この時、各レイヤーに同じセルバンク(作例の場合は「-BG」)をリンクさせておけば、登録する手間が省けます。
(4)「-BG」「A」「B」レイヤーに同じセル番号をシートに入力します。
[タイムシート]メニュー→[セル番号の自動入力]を、以下の設定で実行します。
(5)「-BG」レイヤーはそのままにします。
(6)タイムシートで「Aセル」レイヤーを選択し、[レイヤー設定]パレットで[合成モード]を「通常合成」から「比較(明)」に変更します。
(7)この「比較(明)」とは、文字の通り合成する下の絵に対して比較をし、下の絵より明るい部分だけが合成される合成方法です。今は全く同じ絵を重ねている状態なので、変化はありません。
(8)ここで「A」レイヤーに対して[エフェクト]→[追加]→[ぼかし]→[ガウスぼかし]を適用します。
「A」レイヤーの右に「ガウスぼかし」のエフェクトレイヤーが表示されます。
(9)「ガウスぼかし」エフェクトレイヤーをダブルクリックで全選択し、[ぼかし]のパラメータに50を入力します。

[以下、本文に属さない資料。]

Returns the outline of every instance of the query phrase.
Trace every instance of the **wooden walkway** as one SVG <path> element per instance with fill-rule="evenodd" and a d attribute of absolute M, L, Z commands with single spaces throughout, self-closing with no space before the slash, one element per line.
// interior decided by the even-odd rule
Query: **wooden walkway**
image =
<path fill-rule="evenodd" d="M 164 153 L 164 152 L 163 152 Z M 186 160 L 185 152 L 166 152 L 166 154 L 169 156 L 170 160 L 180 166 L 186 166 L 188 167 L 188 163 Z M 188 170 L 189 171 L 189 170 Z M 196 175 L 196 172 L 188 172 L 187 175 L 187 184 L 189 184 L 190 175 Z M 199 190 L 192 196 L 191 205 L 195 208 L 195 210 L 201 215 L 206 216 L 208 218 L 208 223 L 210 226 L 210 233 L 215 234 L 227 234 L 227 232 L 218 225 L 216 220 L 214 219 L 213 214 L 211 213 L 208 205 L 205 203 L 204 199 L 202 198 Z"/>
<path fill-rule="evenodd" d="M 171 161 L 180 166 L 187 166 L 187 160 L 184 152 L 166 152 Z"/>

(10)これにより「A」レイヤーに登録された絵がボケます。
AレイヤーはBGレイヤーに対して「比較(明)」で合成されますのでぼかしのかかった絵の明るい部分だけが合成されます。
ただし現状ではBレイヤーにも同じ絵が合成されていますからそれに隠されてその効果は分かりません。

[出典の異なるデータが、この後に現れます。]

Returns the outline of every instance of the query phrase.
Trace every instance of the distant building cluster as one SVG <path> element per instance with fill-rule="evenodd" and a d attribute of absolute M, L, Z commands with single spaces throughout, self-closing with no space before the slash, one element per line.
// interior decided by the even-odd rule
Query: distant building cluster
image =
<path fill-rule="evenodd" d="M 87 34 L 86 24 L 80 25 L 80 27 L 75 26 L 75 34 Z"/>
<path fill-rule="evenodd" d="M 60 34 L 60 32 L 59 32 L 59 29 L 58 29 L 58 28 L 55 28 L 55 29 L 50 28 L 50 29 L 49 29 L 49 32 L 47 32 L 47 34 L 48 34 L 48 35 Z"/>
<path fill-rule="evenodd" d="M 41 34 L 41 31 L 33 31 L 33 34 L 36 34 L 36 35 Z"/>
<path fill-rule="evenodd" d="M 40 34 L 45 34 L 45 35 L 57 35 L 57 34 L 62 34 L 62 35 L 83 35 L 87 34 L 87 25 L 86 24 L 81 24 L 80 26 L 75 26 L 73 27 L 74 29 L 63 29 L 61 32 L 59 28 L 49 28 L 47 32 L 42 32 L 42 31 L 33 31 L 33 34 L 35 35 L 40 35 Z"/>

「B」レイヤーの上にあるボタンを非表示にしたのが下図です。
(11)上図を見ると分かりますが、滲んだ感じは出ているのですがぼかしの影響で主線が潰れてしまっています。
これを補うためにBレイヤーを重ねます。
ただそのまま合成するだけでは、下の絵がまったく見ないので[透明度]を100から30に下げます。
リストから「透明度」を選択し・・・
(12)「Bセル」レイヤーを全選択→「30」と入力します。
これにより30%だけ「Bセル」レイヤーが「-BG」と「A」レイヤーの合成画に対して載り、潰れてしまったトレス線を補います。これで「05.DF」の完成です。
このDFを再現するアプローチは合成方法や透明度、エフェクトの適用などの組み合わせにより無限に近いパターンを作ることが可能です。
最終的にDFという効果ではなくなる場合もありますが、画面処理としてアナログの撮影では表現できないような効果を出す事も可能です。
(6)ムービーの書き出し
作成したタイムシートはムービーとして書き出します。
書き出すムービーの最適なサイズは用途によって様々ですが、今回作例用に使用した設定をご紹介します。
CoreRETASでのムービーの書き出し、再生に「QuickTimePlayer」のインストールをお勧めします。
(1)タイムシート「05.DF.tsf」を開いた状態で [ファイル]メニュー→[書き出し]を選択します。
(2)書き出しダイアログで以下通りに設定します。
ファイルタイプ=QuickTime
サイズ=1/2に縮小
範囲=全てのフレーム
(3)[コーデック]ボタンをクリックすると、動画の「コーデック」を選択できます。
今回はQuickTime「アニメーション」を使用しました。
※コンピュータにインストールされているコーデックはお使いの環境によって異なるため、環境によっては選択できない可能性があります。
※Windowsをお使いで、QuickTimeがインストールされていない場合は「avi」形式で書き出します。
(4)設定を終えたら、[書き出し]ボタンをクリックします。
[書き出しキュー]が表示され、保存先にムービーが書き出されます。